It voiced too good to be true: $10,000 towards your dreaming wedding and the only catch is that you’d have to pay the money back if you got divorced. For couples madly in love and low on funds, this money would make all the difference.

But when it came time for the service’s February launch, interested couples got a nasty astonish: there was no money to give.

SwanLuv was the buzz of the Internet in early December 2015, with the Seattle-based startup announcing its grand plans to help brides and grooms-to-be shoulder the cost of their nuptialspending they bided married. If they got divorced, they’d have to pay back the money with interest. With stars and dollar signs in their eyes, couples signed up en masse, and received this simple email in return 😛 TAGEND

Thank you for registering for SwanLuv. We will send you the application to apply through email after we launch in February 2016.

Follow us on social media for the latest SwanLuv updates. 🙂

Kindest Regards,
SwanLuv Team

The service launched on Monday, the day after Valentine’s Day, and couple’s flush with love were excited to apply for this hefty sum of money. But when they visited SwanLuv’s website and Facebook page, an announcement revealed that it had, in Silicon Valley-speak, pivoted. Instead of offering $10,000 out of its own funds, it would allow couples to crowdfund their weddings via SwanLuv, with the company presumably get a cut of the money raised. And if a couple divorces, they must pay the money back to the donors. Not merely were they not getting money, they would have to do much of the heavy lifting.

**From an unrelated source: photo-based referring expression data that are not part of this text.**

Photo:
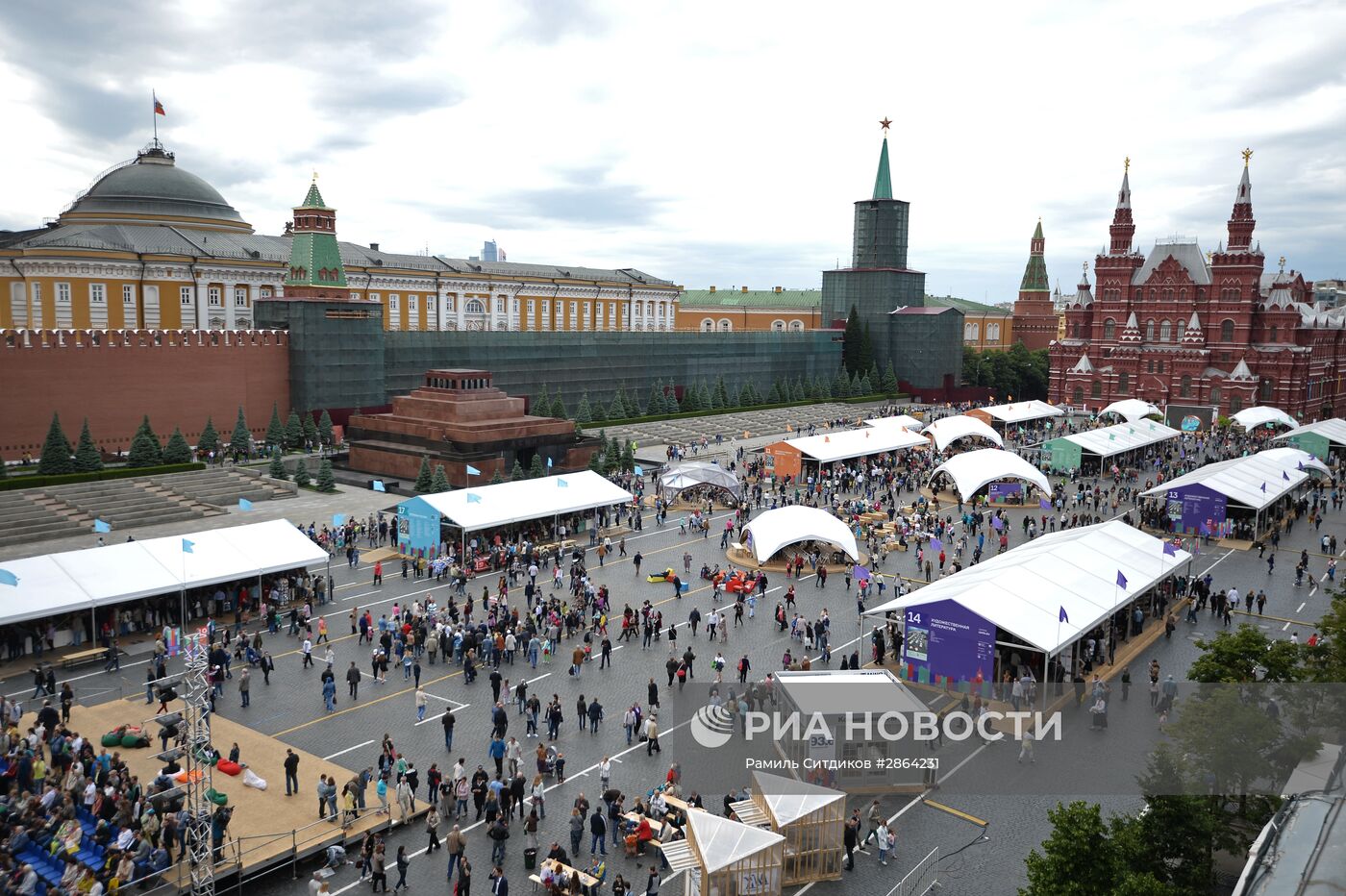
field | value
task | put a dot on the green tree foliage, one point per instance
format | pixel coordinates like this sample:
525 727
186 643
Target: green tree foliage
209 438
423 477
278 465
87 459
439 482
242 436
56 451
326 481
177 451
325 430
275 430
585 411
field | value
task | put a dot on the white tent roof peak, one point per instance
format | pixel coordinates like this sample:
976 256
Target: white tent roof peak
951 430
976 468
776 529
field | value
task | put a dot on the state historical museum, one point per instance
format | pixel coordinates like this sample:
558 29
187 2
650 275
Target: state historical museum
1186 327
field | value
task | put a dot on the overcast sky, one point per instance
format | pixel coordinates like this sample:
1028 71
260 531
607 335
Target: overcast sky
707 143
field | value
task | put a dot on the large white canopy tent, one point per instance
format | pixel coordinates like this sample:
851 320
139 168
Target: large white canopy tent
783 526
1119 438
511 502
689 474
1256 482
1130 410
975 470
1023 411
847 444
1261 414
951 430
74 580
1025 589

When you try to visit SwanLuv.com, you get a message saying the webpage is not available. But a Facebook post from Tuesday lives on.

On Wednesday, founder Scott Avy took to Facebook to clarify the companys change of heart. He wrote:

Hi All,

We sincerely apologize to anyone we have upset by adjusting our funding platform.

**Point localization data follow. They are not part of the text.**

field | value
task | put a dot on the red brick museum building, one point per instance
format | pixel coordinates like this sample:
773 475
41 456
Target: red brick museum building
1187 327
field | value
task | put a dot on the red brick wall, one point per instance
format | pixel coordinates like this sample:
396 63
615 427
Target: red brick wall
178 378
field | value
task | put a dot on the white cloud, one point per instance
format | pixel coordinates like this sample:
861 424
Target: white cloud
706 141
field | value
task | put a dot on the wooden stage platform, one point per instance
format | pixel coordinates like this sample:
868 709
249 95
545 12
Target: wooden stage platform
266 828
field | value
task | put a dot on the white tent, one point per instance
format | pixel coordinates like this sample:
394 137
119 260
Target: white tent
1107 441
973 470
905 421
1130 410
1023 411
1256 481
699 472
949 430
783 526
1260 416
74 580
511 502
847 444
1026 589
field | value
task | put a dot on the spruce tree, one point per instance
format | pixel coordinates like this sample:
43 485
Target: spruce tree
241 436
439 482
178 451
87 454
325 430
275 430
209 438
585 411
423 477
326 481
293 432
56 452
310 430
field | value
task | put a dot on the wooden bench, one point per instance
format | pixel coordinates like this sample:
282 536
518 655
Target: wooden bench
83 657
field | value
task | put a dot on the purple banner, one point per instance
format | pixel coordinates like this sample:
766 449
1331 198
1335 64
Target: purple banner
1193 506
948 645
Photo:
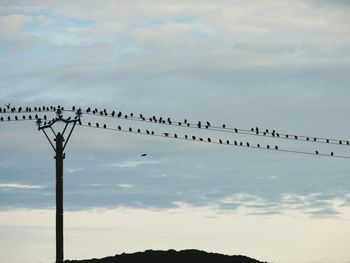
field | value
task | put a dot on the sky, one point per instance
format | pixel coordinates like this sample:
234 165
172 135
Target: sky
271 64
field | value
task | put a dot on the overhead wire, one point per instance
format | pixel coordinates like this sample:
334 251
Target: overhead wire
208 140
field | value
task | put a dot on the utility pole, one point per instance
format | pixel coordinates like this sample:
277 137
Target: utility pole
60 155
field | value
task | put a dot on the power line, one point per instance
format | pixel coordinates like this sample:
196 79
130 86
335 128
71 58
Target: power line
209 140
252 132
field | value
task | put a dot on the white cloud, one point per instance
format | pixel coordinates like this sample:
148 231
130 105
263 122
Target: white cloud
20 186
130 164
126 186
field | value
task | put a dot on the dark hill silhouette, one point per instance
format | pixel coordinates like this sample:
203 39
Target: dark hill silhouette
170 256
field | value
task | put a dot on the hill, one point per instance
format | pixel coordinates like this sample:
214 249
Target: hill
170 256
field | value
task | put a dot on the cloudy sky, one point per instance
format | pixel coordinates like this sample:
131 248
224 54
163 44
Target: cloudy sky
271 64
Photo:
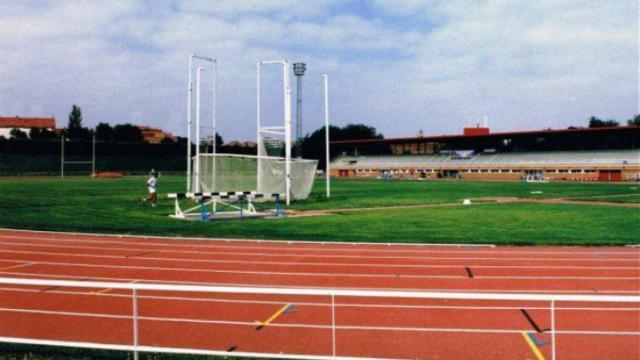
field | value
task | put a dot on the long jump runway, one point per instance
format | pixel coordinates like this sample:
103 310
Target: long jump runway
316 325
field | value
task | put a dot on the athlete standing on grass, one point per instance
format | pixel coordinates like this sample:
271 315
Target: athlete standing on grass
152 184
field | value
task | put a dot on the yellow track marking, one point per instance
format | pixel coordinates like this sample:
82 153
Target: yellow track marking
533 346
274 316
101 291
14 266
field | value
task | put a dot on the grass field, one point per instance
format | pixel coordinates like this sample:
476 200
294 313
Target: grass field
112 206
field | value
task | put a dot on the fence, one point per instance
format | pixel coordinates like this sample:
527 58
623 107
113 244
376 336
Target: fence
176 318
42 157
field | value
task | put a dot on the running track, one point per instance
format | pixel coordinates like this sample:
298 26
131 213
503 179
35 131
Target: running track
365 327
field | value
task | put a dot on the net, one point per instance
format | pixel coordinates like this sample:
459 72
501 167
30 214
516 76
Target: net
314 323
264 174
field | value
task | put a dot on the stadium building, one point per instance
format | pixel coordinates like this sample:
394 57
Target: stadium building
25 124
574 154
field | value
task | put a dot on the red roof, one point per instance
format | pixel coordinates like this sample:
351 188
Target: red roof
494 135
20 122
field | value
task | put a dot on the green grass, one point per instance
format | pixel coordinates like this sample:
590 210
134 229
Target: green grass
112 206
372 193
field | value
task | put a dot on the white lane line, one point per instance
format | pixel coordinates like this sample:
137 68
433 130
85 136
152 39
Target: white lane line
327 304
600 251
327 256
245 241
326 264
309 326
452 290
333 274
17 266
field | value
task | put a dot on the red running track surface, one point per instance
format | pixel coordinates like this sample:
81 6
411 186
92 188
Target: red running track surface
365 327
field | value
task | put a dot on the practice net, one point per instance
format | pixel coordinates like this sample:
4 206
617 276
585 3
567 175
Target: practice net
264 174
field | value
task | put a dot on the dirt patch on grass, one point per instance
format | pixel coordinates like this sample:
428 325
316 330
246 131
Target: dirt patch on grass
499 200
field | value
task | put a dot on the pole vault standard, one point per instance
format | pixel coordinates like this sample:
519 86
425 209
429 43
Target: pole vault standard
284 130
325 79
213 66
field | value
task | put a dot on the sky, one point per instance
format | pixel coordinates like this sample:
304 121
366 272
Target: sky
398 65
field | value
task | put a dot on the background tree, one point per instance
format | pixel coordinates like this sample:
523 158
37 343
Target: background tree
104 132
18 134
127 133
75 130
313 146
42 134
595 122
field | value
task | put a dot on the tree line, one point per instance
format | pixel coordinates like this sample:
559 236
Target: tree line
594 122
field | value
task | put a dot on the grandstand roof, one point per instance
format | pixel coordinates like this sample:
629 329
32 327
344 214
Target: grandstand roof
608 157
27 122
498 135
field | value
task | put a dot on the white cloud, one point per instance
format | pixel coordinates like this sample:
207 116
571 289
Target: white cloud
526 64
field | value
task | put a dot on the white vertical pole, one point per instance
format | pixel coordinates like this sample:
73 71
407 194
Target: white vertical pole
214 123
93 156
553 330
333 324
135 323
62 157
287 128
189 101
259 135
326 132
197 164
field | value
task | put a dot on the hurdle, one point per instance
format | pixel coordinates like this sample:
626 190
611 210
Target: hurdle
225 205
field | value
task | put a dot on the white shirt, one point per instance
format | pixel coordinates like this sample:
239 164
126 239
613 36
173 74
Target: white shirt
152 182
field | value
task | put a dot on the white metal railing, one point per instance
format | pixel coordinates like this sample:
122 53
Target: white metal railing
136 287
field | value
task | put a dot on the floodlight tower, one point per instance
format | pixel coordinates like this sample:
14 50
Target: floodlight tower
298 71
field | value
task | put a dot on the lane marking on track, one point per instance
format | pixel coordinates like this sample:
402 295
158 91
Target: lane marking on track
296 251
272 255
345 305
100 292
325 264
469 273
330 274
532 322
246 241
16 266
533 346
277 314
160 281
139 254
54 235
317 326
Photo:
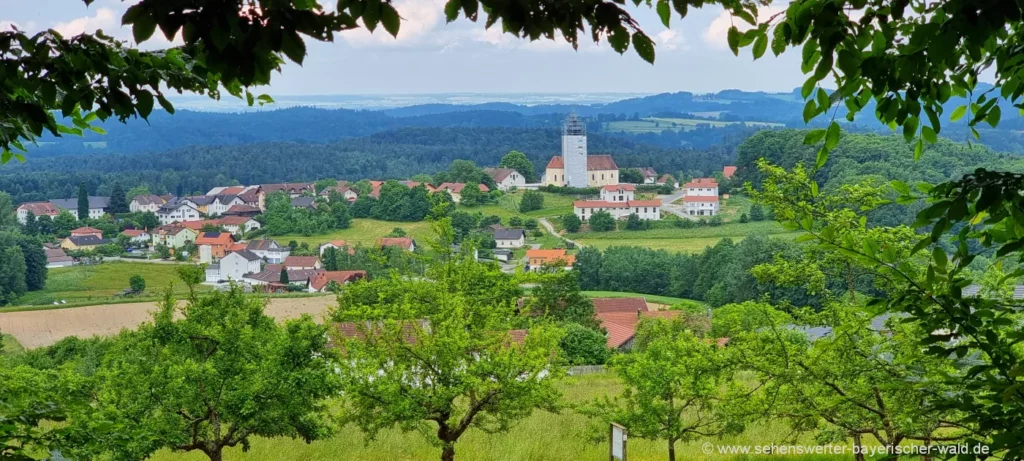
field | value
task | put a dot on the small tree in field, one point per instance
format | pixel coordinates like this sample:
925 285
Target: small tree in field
137 283
224 373
602 221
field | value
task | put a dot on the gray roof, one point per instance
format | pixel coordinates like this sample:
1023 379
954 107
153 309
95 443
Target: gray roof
88 240
509 234
72 204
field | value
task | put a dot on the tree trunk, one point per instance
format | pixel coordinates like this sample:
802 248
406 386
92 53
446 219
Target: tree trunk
448 452
857 448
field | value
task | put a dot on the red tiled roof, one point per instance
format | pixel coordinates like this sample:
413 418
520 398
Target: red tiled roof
338 277
40 208
620 305
401 242
301 261
701 182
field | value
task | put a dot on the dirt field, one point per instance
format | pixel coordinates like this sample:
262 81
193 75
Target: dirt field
40 328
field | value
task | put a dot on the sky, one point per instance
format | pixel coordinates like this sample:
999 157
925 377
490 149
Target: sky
431 56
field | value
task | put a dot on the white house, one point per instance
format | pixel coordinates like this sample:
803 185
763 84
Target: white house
144 203
97 206
700 205
510 238
645 209
222 203
180 211
701 186
235 264
506 178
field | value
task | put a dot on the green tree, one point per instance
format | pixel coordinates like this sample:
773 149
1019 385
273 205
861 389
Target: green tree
518 161
673 387
571 222
454 332
602 221
83 202
137 283
583 345
531 201
119 202
223 373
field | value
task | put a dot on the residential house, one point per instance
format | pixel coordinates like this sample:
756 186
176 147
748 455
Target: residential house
302 262
506 178
510 238
38 209
137 236
243 210
173 236
222 203
213 245
83 243
178 211
97 206
236 264
403 243
557 257
55 257
308 203
336 244
269 250
649 176
455 190
601 170
146 203
324 281
83 232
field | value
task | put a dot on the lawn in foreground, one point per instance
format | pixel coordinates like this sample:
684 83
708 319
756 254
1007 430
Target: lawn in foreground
542 436
99 283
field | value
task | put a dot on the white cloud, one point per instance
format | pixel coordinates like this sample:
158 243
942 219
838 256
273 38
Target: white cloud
104 18
717 33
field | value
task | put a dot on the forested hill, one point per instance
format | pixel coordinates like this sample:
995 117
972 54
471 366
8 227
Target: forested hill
395 154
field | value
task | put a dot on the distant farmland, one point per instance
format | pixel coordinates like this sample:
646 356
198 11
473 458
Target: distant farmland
656 125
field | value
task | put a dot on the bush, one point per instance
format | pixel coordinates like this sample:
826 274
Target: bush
571 222
602 221
531 200
582 345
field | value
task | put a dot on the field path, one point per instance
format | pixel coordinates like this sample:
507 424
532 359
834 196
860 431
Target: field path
41 328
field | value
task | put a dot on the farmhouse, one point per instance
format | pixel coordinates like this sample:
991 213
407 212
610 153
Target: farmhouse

The initial business scheme was to provide a lending model, Receive funds up to $10,000 towards your dreaming bridal for FREE( paid by members that don’t bide married ). “

Due to overwhelming demand( virtually two billion dollars at $10,000 per couple) and unanticipated laws and regulations/ restrictions in the lending space, rather than pull out we came up with a tool we believe still helps couples with their bridal financing.

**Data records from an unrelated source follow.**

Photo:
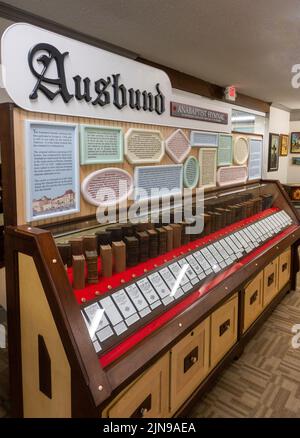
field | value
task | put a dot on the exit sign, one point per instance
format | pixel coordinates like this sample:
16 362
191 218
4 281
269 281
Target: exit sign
230 93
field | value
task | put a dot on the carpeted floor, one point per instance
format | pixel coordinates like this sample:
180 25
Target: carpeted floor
264 382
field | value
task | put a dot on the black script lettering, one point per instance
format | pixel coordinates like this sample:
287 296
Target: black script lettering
160 105
86 86
148 101
103 96
54 55
134 98
120 97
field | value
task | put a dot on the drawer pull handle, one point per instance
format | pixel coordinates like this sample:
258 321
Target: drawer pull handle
190 359
253 297
224 327
143 408
271 279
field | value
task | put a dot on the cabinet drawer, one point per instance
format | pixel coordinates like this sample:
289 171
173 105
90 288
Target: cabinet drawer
270 282
284 268
223 329
147 397
189 364
253 300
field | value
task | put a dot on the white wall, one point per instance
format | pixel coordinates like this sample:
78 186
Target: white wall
278 123
292 170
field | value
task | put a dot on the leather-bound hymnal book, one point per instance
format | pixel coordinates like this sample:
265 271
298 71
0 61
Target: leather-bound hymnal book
170 232
78 271
89 243
106 260
153 243
132 250
119 256
143 238
76 245
267 201
185 237
116 233
177 232
92 266
162 240
103 238
128 230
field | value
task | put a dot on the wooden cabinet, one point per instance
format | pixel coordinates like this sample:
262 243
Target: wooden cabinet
189 364
284 268
147 397
253 300
270 282
223 329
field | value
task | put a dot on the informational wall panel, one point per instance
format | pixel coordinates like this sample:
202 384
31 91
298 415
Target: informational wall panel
178 146
107 186
232 175
157 181
199 138
240 150
191 172
208 166
255 158
100 145
144 146
52 179
225 150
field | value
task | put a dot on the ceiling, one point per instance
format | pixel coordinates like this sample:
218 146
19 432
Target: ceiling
252 45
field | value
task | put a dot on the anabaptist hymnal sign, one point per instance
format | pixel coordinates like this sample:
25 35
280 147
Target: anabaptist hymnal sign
196 113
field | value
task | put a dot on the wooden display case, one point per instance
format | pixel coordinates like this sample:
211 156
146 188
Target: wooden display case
164 361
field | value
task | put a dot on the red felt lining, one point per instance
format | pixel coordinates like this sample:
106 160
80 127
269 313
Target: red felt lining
117 280
138 336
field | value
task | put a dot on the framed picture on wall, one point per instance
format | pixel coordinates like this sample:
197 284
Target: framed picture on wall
284 141
273 157
295 143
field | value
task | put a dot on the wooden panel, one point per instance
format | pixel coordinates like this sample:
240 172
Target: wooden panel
185 82
189 364
253 300
270 282
36 319
86 209
147 397
223 329
284 268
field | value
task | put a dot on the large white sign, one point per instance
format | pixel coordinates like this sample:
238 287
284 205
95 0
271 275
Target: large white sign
52 170
46 72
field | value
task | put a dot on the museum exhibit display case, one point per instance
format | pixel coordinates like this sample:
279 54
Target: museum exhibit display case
111 316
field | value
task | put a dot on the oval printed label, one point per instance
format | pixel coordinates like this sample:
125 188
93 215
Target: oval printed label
106 187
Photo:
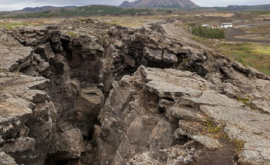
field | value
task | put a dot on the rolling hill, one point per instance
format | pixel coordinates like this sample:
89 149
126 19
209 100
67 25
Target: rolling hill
160 4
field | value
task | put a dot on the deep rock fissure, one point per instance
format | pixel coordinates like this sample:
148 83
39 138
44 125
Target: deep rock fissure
124 96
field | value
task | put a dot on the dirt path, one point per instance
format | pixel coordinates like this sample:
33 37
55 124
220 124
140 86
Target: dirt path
231 33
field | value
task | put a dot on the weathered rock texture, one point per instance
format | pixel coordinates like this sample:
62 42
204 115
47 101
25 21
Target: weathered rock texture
114 95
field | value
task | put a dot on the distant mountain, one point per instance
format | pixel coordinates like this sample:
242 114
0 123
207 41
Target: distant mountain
91 10
246 7
160 4
44 8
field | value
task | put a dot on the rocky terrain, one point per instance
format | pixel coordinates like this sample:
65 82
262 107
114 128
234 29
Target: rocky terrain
160 3
87 92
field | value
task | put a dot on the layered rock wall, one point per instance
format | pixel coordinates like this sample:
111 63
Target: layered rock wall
116 95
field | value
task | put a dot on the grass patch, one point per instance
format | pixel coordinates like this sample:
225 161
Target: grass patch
238 145
11 25
244 101
249 54
210 128
208 32
72 34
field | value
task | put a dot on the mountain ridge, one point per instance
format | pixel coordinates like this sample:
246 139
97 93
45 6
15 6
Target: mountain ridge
159 3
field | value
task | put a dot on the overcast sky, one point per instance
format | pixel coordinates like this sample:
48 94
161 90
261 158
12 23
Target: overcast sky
7 5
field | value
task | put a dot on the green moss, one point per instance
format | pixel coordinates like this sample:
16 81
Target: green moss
210 127
208 32
249 54
238 145
72 34
244 101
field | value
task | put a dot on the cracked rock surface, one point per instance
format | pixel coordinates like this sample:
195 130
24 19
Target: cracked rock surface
115 95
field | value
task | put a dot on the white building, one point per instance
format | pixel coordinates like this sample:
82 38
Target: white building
226 25
205 25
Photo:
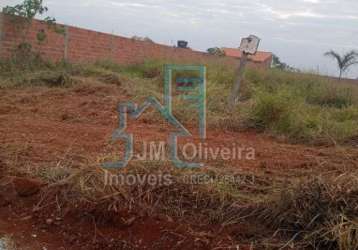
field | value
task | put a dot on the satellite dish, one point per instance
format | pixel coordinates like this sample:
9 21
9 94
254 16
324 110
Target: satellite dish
249 45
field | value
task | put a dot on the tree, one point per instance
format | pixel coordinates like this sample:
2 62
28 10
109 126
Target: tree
216 51
23 14
343 61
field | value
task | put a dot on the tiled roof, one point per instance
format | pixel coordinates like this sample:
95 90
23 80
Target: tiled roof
260 56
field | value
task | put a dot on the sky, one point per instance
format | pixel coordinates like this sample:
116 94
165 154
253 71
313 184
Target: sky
298 31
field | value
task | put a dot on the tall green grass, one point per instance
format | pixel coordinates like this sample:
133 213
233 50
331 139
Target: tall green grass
300 107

Before adjusting our funding platform to a wedding crowdfunding model, we released surveys asking our users if marriage crowdfunding is something they would consider. The results indicated a relatively high percentage of users are interested in a wedding crowdfunding platform. We have been working hard on developing the new model Wedding Crowdfunding Platform.”

Unfortunately, under the crowdfunding model our servers have had trouble keeping up with demand. Our apologies if you have had to wait or have been unable to get through to our site. We are currently working on a stable solution to the volume of site traffic we are experiencing.

Kindest Regards,
Scott

The Daily Dot shared a post about SwanLuv in December when the concept was initially announced, and a hopeful bride reached out tothe Daily Dot to express her discouragement. Mercedes Aviles of Centereach, N.Y ., was engaged to her fianc in December 2014, and when they heard about this exciting( if cynical) proposal, they were on board.

“I was going to use the money to pay partly for my bridal and to pay for tickets for some family members who I know won’t be able to afford the airfare for my October 2016 bridal, ” Aviles told the Daily Dot via email. “I suppose everybody else, I’ll have to figure it out.”

She was angered by SwanLuv’s assumption that everyone has people they could hit up for fund to help fund their bridal. “If so many other couples as myself had the family and friends to help with our bridals, we would have already run this route , not wait months on end for help from what seemed like a dream come true, ” Aviles said.

“The exceedingly false advertisingit crushed dreamings for a lot of people, ” Zoadona Clerico, another hopeful bride, told The Washington Post . “I am so very sorry that we all got strung along together.”

Aviles also called Avy’s bluff on the survey that was supposedly sent out to gauge predilections. “I never received such a survey and neither did a lot of other people, ” Aviles said. “That’s if they even sent out such a survey.”

Now these happy couples may not get the bridal theyd always dreamed ofbut at the least they can get divorced in peace.